Аксена, весь день просидевшая на травке в саду, куда ее утром вывела внучка, уже забралась к себе на печку вместе с тремя старшими детьми. Самый маленький спал в люльке. Летний вечер звездами заглядывал в окна, и в сумраке, окутывавшем горницу, эти четыре человеческих существа смутно, как тени, чернели и двигались где-то под самым потолком. В тишине, нарушаемой лишь глухими ударами кузнечного молота, скрипел с пришепетом голос слепой бабки и серебряными колокольчиками звенели тонкие детские голоса. Она то с величайшей серьезностью, то посмеиваясь сухим, дребезжащим смешком, что-то рассказывала детям; они поминутно возгласами и вопросами прерывали ее речь. Чаще и смелее других обращался к ней шестилетний Стасюк, первенец и любимец отца, уже немного помогавший матери нянчить маленького и уже немного опекавший слепую бабку: иногда он кормил ее, взобравшись на печь, или водил за руку по двору и саду. Теперь что-то крайне заинтересовало его, и тоном балованного ребенка он приставал к прабабке с бесконечными расспросами.
— Где он был, бабуля? Где был Адамек до того, как пришел к нам в хату? Где он был раньше?
Стасюк хотел знать, откуда пришел младший братишка, месяц назад появившийся у них в хате, и что он делал до того, как пришел сюда. Вволю посмеявшись, старуха сказала:
— В лесу был Адамек, в лесу был твой миленький братик до того, как сюда пришел.
— А что он там делал? — снова послышался вопрос.
— Зайчиков пас в лесу, — ответила бабка.
— А я где был раньше, пока не пришел сюда?
Старуха, уже не задумываясь, ответила:
— Ты сидел на высоком-высоком дереве и в воздухе пас ворон...
— А я? А я, бабуля? А я?
— Ты, Кристинка, сидела на дне синей водицы и пасла рыбок...
— А где Еленка? Бабуля, а Еленка?
— А я, бабуля? А я где была?
Должно быть, прабабка поцеловала Еленку, потому что в хате прозвучало звонкое чмоканье.
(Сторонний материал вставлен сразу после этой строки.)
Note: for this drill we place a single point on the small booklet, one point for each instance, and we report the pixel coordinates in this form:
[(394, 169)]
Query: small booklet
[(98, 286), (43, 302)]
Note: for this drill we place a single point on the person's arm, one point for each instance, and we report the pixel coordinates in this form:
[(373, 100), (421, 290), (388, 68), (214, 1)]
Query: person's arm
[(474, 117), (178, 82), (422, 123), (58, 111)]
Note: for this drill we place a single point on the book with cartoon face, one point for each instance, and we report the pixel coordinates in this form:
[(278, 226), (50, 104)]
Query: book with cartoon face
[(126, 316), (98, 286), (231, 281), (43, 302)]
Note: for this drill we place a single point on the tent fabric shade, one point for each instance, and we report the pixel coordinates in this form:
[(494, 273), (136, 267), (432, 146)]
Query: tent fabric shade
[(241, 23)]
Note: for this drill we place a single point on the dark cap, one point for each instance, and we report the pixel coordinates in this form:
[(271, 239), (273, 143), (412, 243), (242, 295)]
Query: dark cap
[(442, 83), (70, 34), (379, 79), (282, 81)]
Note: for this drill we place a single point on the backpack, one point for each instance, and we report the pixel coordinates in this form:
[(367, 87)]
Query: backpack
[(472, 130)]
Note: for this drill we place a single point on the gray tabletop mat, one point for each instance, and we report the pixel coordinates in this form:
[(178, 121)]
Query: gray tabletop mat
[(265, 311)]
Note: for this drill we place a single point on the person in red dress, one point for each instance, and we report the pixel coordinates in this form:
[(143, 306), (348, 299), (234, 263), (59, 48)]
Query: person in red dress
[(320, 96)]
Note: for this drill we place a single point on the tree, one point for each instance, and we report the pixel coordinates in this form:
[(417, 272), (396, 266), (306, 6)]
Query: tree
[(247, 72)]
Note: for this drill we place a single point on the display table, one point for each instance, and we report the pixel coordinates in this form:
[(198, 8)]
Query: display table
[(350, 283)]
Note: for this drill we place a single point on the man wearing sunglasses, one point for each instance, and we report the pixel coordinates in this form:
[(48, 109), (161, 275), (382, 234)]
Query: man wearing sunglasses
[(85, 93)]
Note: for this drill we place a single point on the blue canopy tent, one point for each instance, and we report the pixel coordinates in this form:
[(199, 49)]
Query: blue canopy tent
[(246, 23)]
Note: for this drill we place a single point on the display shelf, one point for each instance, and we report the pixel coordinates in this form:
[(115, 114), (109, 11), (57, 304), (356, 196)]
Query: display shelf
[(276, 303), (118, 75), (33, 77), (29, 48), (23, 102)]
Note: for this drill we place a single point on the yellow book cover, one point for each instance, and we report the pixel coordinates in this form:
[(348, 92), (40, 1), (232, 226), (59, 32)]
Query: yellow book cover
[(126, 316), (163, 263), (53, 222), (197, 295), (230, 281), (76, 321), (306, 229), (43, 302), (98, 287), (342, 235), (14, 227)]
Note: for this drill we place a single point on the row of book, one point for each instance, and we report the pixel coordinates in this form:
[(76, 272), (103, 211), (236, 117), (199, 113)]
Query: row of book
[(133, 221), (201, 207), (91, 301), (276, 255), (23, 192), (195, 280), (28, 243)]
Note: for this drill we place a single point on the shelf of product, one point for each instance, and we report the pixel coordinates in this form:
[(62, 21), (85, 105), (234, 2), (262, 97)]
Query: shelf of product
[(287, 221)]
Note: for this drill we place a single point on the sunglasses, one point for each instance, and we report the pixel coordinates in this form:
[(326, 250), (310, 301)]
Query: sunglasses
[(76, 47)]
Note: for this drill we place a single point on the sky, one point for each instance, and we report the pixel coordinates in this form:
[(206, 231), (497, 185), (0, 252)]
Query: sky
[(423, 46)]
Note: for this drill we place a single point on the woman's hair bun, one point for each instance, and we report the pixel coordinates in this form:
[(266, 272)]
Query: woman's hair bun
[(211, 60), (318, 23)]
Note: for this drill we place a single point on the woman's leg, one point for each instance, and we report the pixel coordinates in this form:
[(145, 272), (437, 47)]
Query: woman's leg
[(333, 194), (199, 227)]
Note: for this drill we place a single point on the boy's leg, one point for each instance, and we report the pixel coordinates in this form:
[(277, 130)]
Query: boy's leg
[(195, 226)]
Потом с довольным, старчески дребезжащим смехом она сказала:
— Еленка — та сидела в густой траве и пасла букашек...
Вдруг стукнула дверь, и по горнице разнесся пряный запах полевых трав.
— Это ты, Петруся? — проскрипел в темноте пришепетывающий голос.
— Мама! — зазвенел детский хор.
— Все вы тут? — спросила Петруся.
— Все.
— Спит Адамек?
— Спит.
— Ну и слава богу. Вот сейчас разожгу огонь и сварю картошку, сегодня только нарыла в огороде.
— Ох, хороша картошечка... молодая... — предвкушая удовольствие, прошамкала бабка.